Le tout se présente en respectant l’ordre chronologique, permettant de comprendre l’évolution des mœurs, même si celles-ci condamnent l’homosexualité (point essentiel dans le livre, car on découvre bien des mariages de convenance, tout au moins du point de vue du mari). Le moyen âge apporte son lot de mariages arrangés, les mariages de convenance sont nombreux aussi, mais cela n’empêche pas les femmes d’être amoureuses de leur mari. Parfois, ces femmes connaissent leurs préférences avant le mariage, s’imaginent pouvoir le convaincre, d’autres ne les connaissent pas et, amoureuses, découvrent cette mauvaise surprise après leur union. Plus rare, et plus proche de notre époque, on retrouve un mariage d’arrangement des deux côtés, la femme cachant sa propre préférence pour les femmes : le mariage y devient une couverture idéale, qui arrange les deux partis.
Le plus souvent, on retrouve des femmes négligées par leur mari, malheureuses, désirant sauver malgré tout leur couple : mission impossible, on s‘en doute bien. L’auteur évoque un seul mariage qui fonctionne (l’homme étant bisexuel), mais c’est bien le seul.
Les situations diffèrent selon le comportement de l‘époux, plus ou moins chaleureux, violent ou gougeât. L’humiliation du rejet, de la réputation du couple et du mari (souvent peu discret et peu soucieux de leur femme et des rumeurs qui courent, même s‘ils se sont mariés pour répondre aux convenances de la société.), n’enlèvent pas la dignité de ces femmes. Pour la plupart, elles adoptent une attitude bienveillante et compréhensives, malgré leur tristesse. Elles essaient de surpasser leur mal-être, avancent de leur côté, s’isolent ou au contraire brillent par leurs qualités, voire leurs talents artistiques. L’une d’entre-elles, par contre, se montre particulièrement cruelle dans sa vengeance (mais elle reste un cas à part). On remarque que les situations sont plus tristes, presque cauchemardesques, quand on remonte dans le temps (vers le Moyen Âge). L’auteur a d’ailleurs évoqué dans son introduction la misogynie prononcée, qui existe pendant l’antiquité : la femme n‘est considérée que comme une mère, celle qui donne naissance, mais à laquelle le mari ne doit pas donner de plaisir et dont il ne doit pas tomber amoureux.
Si Michel Larivière décrit avec précision l’influence et le pouvoir des couples et même de leur famille, sur les décisions et mariages, mais également les émotions des femmes concernées, c’est qu’il s’est appuyé sur des sources précises : lettres et échanges écrits, journaux intimes, confessions et témoignages écrits des femmes sur leur vie, leur vie de couple, généralement leur solitude et leur mélancolie.
Ces sources solides sont citées à la fin du livre et on comprend le travail de recherche que l’auteur a effectué et la véracité, le réalisme qu’il a apporté à ses récits, grâce à elles.
Les récits sont proposés dans un style fluide et clair, de manière plaisante.
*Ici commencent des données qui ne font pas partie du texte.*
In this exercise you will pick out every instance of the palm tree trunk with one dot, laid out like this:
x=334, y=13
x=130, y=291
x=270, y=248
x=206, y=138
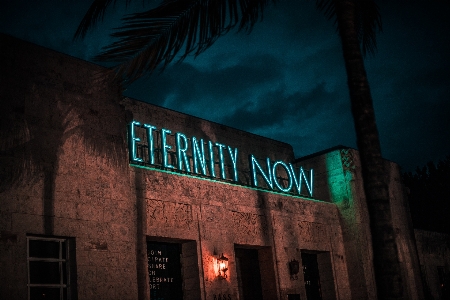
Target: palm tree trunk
x=385, y=256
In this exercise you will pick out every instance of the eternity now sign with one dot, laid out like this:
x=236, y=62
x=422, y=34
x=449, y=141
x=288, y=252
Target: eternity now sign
x=203, y=156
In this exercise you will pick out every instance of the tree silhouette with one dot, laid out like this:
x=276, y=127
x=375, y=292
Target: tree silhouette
x=148, y=39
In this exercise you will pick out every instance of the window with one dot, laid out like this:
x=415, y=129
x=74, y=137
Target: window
x=49, y=268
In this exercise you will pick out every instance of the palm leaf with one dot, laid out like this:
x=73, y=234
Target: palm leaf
x=147, y=39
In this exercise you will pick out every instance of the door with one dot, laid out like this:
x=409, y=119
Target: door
x=164, y=270
x=311, y=276
x=249, y=275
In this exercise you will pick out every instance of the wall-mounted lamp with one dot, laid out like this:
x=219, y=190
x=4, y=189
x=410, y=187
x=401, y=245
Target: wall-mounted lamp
x=294, y=268
x=222, y=267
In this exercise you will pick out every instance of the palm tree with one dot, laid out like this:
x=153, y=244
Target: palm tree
x=156, y=36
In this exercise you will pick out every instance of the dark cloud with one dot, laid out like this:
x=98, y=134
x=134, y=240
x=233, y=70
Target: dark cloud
x=276, y=108
x=199, y=91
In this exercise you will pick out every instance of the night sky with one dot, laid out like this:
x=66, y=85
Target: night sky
x=286, y=80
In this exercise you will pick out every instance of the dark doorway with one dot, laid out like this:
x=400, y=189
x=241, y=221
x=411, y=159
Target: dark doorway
x=164, y=270
x=249, y=275
x=311, y=276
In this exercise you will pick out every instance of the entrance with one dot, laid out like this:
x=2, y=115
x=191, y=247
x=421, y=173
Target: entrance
x=164, y=270
x=249, y=275
x=311, y=276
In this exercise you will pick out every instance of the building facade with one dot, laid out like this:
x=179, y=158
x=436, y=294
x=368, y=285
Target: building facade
x=106, y=197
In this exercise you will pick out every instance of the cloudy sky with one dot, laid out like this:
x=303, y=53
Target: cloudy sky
x=286, y=80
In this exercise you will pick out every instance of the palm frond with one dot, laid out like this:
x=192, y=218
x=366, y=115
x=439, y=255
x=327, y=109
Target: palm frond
x=367, y=20
x=147, y=39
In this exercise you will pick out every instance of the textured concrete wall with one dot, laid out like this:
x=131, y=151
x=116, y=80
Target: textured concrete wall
x=434, y=252
x=62, y=137
x=65, y=172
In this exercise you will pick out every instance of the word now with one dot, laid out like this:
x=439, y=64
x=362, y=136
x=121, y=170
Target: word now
x=203, y=160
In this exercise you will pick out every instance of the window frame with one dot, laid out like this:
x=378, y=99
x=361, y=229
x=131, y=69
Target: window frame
x=64, y=288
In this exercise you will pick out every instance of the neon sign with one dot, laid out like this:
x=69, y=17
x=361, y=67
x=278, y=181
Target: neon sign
x=199, y=158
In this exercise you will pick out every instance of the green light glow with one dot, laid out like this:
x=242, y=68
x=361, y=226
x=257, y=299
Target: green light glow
x=228, y=183
x=198, y=155
x=165, y=148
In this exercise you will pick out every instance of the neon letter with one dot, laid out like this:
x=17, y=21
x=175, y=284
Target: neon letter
x=274, y=173
x=132, y=140
x=198, y=153
x=151, y=151
x=298, y=183
x=233, y=160
x=267, y=178
x=165, y=147
x=181, y=152
x=212, y=172
x=222, y=164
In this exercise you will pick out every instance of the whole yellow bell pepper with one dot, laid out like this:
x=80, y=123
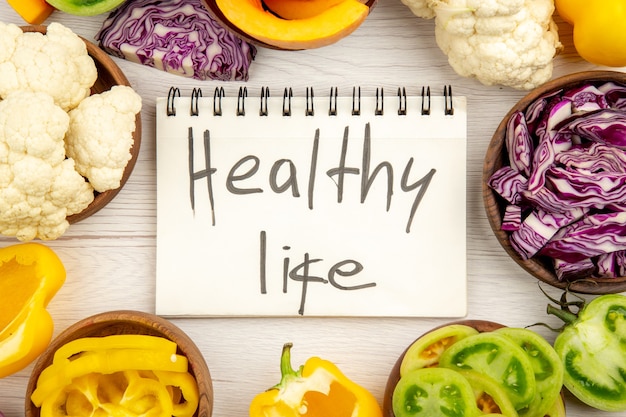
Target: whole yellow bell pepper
x=599, y=35
x=317, y=389
x=30, y=275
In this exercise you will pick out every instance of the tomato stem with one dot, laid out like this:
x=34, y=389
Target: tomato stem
x=565, y=315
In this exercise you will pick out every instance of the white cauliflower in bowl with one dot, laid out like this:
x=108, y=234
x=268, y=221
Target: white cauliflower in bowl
x=39, y=186
x=499, y=42
x=100, y=135
x=49, y=115
x=56, y=63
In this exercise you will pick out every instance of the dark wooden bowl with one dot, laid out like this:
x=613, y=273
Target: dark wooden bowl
x=217, y=14
x=496, y=157
x=129, y=322
x=109, y=74
x=394, y=375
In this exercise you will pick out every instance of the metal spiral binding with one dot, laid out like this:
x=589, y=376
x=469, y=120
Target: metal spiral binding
x=332, y=102
x=196, y=93
x=380, y=105
x=218, y=94
x=402, y=101
x=356, y=101
x=310, y=110
x=171, y=95
x=241, y=101
x=217, y=101
x=447, y=94
x=265, y=95
x=425, y=101
x=287, y=95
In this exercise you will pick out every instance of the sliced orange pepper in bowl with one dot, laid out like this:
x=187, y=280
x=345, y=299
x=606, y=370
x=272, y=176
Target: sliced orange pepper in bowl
x=30, y=275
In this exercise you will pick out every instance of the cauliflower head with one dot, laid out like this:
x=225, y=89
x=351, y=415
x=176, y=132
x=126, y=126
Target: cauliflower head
x=498, y=42
x=39, y=186
x=56, y=63
x=100, y=135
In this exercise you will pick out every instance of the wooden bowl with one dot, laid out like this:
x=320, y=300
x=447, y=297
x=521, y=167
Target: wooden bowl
x=129, y=322
x=394, y=375
x=109, y=74
x=217, y=14
x=496, y=157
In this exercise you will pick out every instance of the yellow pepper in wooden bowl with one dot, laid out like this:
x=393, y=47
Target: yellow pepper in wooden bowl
x=30, y=275
x=317, y=389
x=599, y=35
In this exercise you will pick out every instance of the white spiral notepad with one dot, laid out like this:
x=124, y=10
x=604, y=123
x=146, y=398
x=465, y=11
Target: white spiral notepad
x=301, y=204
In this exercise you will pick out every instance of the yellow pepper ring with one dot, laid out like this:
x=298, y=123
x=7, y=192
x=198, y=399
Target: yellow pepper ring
x=118, y=341
x=189, y=388
x=59, y=375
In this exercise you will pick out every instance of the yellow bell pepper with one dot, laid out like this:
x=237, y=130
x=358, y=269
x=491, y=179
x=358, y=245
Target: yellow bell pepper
x=599, y=35
x=317, y=389
x=122, y=375
x=30, y=275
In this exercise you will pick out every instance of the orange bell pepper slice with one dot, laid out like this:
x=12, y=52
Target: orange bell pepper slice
x=317, y=389
x=30, y=275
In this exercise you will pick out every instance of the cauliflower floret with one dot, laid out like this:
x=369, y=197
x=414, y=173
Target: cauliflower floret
x=100, y=135
x=39, y=186
x=504, y=42
x=56, y=63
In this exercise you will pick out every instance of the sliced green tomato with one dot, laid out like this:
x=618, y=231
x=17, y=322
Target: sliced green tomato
x=433, y=392
x=85, y=7
x=491, y=398
x=547, y=367
x=498, y=357
x=592, y=352
x=426, y=350
x=557, y=409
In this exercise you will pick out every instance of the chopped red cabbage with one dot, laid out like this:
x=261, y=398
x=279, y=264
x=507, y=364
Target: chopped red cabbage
x=572, y=197
x=571, y=271
x=538, y=228
x=176, y=36
x=615, y=94
x=519, y=143
x=509, y=184
x=512, y=218
x=604, y=126
x=591, y=236
x=586, y=98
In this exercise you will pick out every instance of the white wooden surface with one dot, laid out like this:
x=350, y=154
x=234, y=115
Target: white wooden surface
x=110, y=257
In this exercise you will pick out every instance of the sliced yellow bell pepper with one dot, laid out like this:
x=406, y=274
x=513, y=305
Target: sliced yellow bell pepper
x=30, y=275
x=599, y=35
x=119, y=375
x=317, y=389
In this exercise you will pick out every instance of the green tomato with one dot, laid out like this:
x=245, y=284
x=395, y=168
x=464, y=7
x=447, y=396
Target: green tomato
x=426, y=351
x=490, y=396
x=547, y=367
x=592, y=348
x=498, y=357
x=433, y=392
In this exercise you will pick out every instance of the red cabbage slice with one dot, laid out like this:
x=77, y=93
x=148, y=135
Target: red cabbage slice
x=586, y=98
x=596, y=157
x=571, y=271
x=176, y=36
x=550, y=142
x=605, y=126
x=538, y=228
x=512, y=218
x=508, y=183
x=519, y=143
x=585, y=189
x=607, y=265
x=591, y=236
x=615, y=94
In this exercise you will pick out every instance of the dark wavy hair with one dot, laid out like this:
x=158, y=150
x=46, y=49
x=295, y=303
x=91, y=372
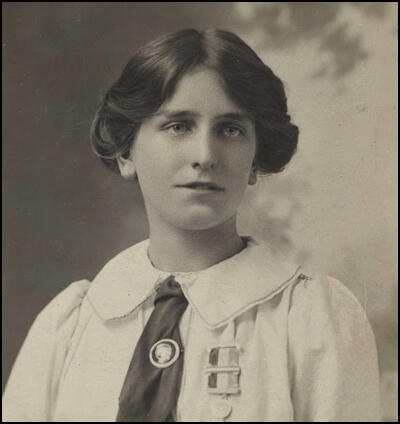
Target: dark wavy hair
x=150, y=78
On se laisse porter au fil des récits, on comprend l’émotion de ces femmes, leurs bonheurs, leurs malheurs. La lecture s’avère donc fort enrichissante et fort plaisante. On voit facilement le fil directeur se dessiner à travers eux et la conclusion apporte une analyse qui complète les impressions éprouvées à la lecture, à partir des informations données.
La cohérence est donc bien en place.
Je remercie le forum Au cœur de l’Imaginarium et les éditions La Musardine pour cette lecture plaisante et enrichissante.